Trevorrow was a guest on the Jurassic Outpost podcast and had this to say about raptors packing heat:
I’m not that interested in militarized dinosaurs, at least not in practice. I liked it in theory as the pipe dream of a lunatic. When that idea was first presented to me as part of an earlier script it was something that the character that ended up being Owen was for, that he supported, something that he was actively doing even at the beginning. Derek and I, one of our first reactions was, ‘No if anyone’s gonna militarize raptors that’s what the bad guy does, he’s insane.’
In Jurassic World — which Trevorrow directed — actor Vincent D’Onofrio’s bad guy Vic Hoskins, who was InGen’s head security operations, was obsessed with turning the park’s prehistoric zoo attractions into battle-ready commandos. When he became raptor lunch towards the end of World, it looks like the idea of a dino-army went with him.
On the podcast, Trevorrow referred to an early draft of what became Jurassic World that gained infamy among Jurassic fans for its depiction of fully-functioning militarized dinos. Apparently, the character of Owen Grady (who was eventually played by Chris Pratt in the final movie) was an ex-military dude that was all for training a platoon of raptors.
Thankfully, Trevorrow and screenwriter Derek Connolly recognized that insane idea for what it was and gave that characteristic to the appropriately insane bad guy instead. So don’t expect any war scenes of army grunts duking it out with an assault rifle-carrying stegosaurus in Jurassic World 2.

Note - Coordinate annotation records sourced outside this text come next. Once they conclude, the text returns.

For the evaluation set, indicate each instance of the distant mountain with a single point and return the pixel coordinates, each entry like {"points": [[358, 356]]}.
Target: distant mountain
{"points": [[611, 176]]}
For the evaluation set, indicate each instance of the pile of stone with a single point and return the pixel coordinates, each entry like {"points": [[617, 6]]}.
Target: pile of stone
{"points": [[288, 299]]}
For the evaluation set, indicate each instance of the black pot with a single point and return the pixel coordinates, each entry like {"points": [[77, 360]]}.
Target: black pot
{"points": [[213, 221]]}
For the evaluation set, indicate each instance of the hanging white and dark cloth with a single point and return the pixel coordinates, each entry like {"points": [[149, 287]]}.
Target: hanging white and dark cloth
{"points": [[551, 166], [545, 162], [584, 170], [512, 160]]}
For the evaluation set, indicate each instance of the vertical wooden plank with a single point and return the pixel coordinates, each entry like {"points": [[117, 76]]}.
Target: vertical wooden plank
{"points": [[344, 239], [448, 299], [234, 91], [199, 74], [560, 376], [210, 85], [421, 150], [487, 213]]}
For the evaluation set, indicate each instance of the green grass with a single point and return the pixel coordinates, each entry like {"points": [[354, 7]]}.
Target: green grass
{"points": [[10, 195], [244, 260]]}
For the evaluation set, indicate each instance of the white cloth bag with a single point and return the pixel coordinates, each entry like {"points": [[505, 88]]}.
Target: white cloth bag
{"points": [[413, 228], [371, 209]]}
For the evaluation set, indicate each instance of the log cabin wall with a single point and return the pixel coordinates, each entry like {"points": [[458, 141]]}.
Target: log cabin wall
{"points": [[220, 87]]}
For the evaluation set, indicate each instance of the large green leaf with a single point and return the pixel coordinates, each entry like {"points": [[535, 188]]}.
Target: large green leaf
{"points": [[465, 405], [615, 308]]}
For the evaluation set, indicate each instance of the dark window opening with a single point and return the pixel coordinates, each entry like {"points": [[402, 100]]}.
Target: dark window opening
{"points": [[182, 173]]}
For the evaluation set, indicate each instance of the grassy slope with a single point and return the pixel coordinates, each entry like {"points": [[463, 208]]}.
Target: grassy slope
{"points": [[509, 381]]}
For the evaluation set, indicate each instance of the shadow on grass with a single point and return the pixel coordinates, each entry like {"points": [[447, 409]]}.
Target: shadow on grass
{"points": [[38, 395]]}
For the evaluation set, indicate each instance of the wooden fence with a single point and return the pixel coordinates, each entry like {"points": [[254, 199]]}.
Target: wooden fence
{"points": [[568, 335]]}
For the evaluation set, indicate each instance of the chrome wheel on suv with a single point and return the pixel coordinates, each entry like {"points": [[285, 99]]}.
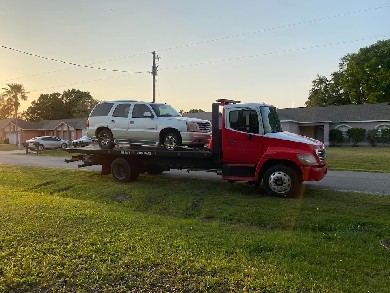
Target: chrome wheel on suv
{"points": [[171, 140], [105, 139]]}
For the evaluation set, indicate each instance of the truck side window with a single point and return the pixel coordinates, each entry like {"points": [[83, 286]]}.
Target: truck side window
{"points": [[139, 110], [244, 120], [122, 110]]}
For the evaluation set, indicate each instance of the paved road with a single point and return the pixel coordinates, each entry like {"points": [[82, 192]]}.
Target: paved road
{"points": [[364, 182]]}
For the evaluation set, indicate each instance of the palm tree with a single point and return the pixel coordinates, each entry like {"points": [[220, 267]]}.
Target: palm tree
{"points": [[13, 94]]}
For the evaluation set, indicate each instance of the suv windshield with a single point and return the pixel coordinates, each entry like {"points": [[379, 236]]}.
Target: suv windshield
{"points": [[271, 121], [163, 110]]}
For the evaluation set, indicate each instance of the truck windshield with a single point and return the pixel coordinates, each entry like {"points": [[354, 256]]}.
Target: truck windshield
{"points": [[270, 118], [163, 110]]}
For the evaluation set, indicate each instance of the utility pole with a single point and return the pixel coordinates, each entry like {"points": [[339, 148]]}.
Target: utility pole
{"points": [[154, 73]]}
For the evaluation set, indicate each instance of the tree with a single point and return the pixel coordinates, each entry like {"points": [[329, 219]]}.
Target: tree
{"points": [[46, 107], [70, 104], [363, 77], [12, 95], [10, 99], [78, 103]]}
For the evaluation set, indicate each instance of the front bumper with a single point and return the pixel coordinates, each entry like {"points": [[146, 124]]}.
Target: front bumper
{"points": [[191, 138], [314, 173]]}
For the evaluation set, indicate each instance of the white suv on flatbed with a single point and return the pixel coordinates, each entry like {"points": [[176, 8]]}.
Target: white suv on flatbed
{"points": [[141, 122]]}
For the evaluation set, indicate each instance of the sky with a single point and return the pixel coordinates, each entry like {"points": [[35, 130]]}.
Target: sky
{"points": [[247, 50]]}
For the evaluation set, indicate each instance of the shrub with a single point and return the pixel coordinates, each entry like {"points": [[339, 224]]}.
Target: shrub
{"points": [[372, 137], [356, 135], [336, 137]]}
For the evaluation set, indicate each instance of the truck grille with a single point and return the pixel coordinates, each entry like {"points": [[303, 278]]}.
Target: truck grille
{"points": [[321, 155], [204, 126]]}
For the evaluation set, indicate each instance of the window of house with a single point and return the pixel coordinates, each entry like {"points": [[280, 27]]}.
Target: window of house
{"points": [[344, 129], [381, 128]]}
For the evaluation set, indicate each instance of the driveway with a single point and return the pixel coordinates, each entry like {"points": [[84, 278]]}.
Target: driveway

If that bums you out, look on the bright side: Trevorrow also mentioned on the podcast that Bayona’s soft reboot sequel will do away with the overabundance of CGI that plagued World and go back to Steven Spielberg’s original’s proclivity for animatronics.
Trevorrow told Jurassic Outpost:
There will be animatronics for sure. We’ll follow the same general rule as all of the films in the franchise, which is the animatronic dinosaurs are best used when standing still or moving at the hips or the neck. They can’t run or perform complex physical actions, and anything beyond that you go to animation. The same rules applied in ‘Jurassic Park.’ I think the lack of animatronics in ‘Jurassic World’ had more to do with the physicality of the Indominus, the way the animal moved. It was very fast and fluid, it ran a lot, and needed to move its arms and legs and neck and tail all at once. It wasn’t a lumbering creature.
Jurassic World 2 is scheduled to hit theaters — sans pterodactyl troopers — on June 22, 2018.